22 January 2018

The Guardian: Post-work: the radical idea of a world without jobs

As a source of social mobility and self-worth, work increasingly fails even the most educated people – supposedly the system’s winners. In 2017, half of recent UK graduates were officially classified as “working in a non-graduate role”. In the US, “belief in work is crumbling among people in their 20s and 30s”, says Benjamin Hunnicutt, a leading historian of work. “They are not looking to their job for satisfaction or social advancement.” (You can sense this every time a graduate with a faraway look makes you a latte.) [...]

In 1930, the economist John Maynard Keynes predicted that, by the early 21st century, advances in technology would lead to an “age of leisure and abundance”, in which people might work 15 hours a week. In 1980, as robots began to depopulate factories, the French social and economic theorist André Gorz declared: “The abolition of work is a process already underway … The manner in which [it] is to be managed … constitutes the central political issue of the coming decades.” [...]

Yet post-work has the potential to appeal to conservatives. Some post-workists think work should not be abolished but redistributed, so that every adult labours for roughly the same satisfying but not exhausting number of hours. “We could say to people on the right: ‘You think work is good for people. So everyone should have this good thing,’” says James Smith, a post-workist whose day job is lecturing in 18th-century English literature at Royal Holloway, University of London. “Working less also ought to be attractive to conservatives who value the family.” [...]

Instead, she would like the movement to think more radically about the nuclear home and family. Both have been so shaped by work, she argues, that a post-work society will redraw them. The disappearance of the paid job could finally bring about one of the oldest goals of feminism: that housework and raising children are no longer accorded a lower status. With people having more time, and probably less money, private life could also become more communal, she suggests, with families sharing kitchens, domestic appliances, and larger facilities. “There have been examples of this before,” she says, “like ‘Red Vienna’ in the early 20th century, when the [social democratic] city government built housing estates with communal laundries, workshops, and shared living spaces that were quite luxurious.” Post-work is about the future, but it is also bursting with the past’s lost possibilities. [...]

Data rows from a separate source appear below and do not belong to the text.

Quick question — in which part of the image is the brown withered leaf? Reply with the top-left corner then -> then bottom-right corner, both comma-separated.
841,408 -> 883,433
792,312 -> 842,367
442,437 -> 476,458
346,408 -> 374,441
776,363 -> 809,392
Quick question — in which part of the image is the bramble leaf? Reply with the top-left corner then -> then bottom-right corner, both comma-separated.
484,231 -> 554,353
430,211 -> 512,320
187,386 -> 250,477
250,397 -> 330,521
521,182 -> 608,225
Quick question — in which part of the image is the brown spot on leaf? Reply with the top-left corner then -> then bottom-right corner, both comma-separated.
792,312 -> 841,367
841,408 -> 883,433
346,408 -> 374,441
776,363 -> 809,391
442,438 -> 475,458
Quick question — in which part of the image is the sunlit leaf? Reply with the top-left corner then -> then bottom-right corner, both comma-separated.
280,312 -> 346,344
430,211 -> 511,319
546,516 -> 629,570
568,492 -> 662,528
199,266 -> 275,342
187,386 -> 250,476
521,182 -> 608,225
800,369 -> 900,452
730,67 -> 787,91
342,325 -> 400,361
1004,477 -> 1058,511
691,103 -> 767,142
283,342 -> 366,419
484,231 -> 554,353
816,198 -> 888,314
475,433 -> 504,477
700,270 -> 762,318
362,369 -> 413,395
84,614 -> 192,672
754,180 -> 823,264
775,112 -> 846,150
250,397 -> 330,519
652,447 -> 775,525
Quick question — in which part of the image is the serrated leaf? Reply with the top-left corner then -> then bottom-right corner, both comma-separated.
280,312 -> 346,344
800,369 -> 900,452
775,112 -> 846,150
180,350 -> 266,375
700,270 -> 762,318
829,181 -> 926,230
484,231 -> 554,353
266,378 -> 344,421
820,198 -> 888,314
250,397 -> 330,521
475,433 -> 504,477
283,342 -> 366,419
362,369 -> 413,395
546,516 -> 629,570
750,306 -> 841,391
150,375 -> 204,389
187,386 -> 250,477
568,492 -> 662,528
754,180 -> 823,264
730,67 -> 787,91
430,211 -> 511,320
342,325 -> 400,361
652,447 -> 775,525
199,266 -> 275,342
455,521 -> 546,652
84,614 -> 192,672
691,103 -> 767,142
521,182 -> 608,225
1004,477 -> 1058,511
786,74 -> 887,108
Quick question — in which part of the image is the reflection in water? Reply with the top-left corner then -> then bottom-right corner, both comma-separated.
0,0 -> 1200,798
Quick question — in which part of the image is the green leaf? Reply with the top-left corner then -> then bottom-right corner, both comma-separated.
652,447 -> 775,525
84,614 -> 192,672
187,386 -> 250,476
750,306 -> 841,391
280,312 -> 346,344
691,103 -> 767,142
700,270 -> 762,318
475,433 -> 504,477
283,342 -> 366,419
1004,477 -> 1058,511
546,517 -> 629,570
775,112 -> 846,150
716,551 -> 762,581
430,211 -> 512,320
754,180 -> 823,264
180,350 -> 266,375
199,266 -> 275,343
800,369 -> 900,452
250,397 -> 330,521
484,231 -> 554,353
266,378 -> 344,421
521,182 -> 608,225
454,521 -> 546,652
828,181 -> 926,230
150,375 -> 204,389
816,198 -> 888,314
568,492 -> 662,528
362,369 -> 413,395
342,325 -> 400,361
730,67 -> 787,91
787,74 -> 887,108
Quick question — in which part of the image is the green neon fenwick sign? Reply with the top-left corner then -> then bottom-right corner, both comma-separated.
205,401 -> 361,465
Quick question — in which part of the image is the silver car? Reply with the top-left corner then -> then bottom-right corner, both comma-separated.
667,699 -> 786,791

And yet, as Frayne points out, “in some ways, we’re already in a post-work society. But it’s a dystopic one.” Office employees constantly interrupting their long days with online distractions; gig-economy workers whose labour plays no part in their sense of identity; and all the people in depressed, post-industrial places who have quietly given up trying to earn – the spectre of post-work runs through the hard, shiny culture of modern work like hidden rust.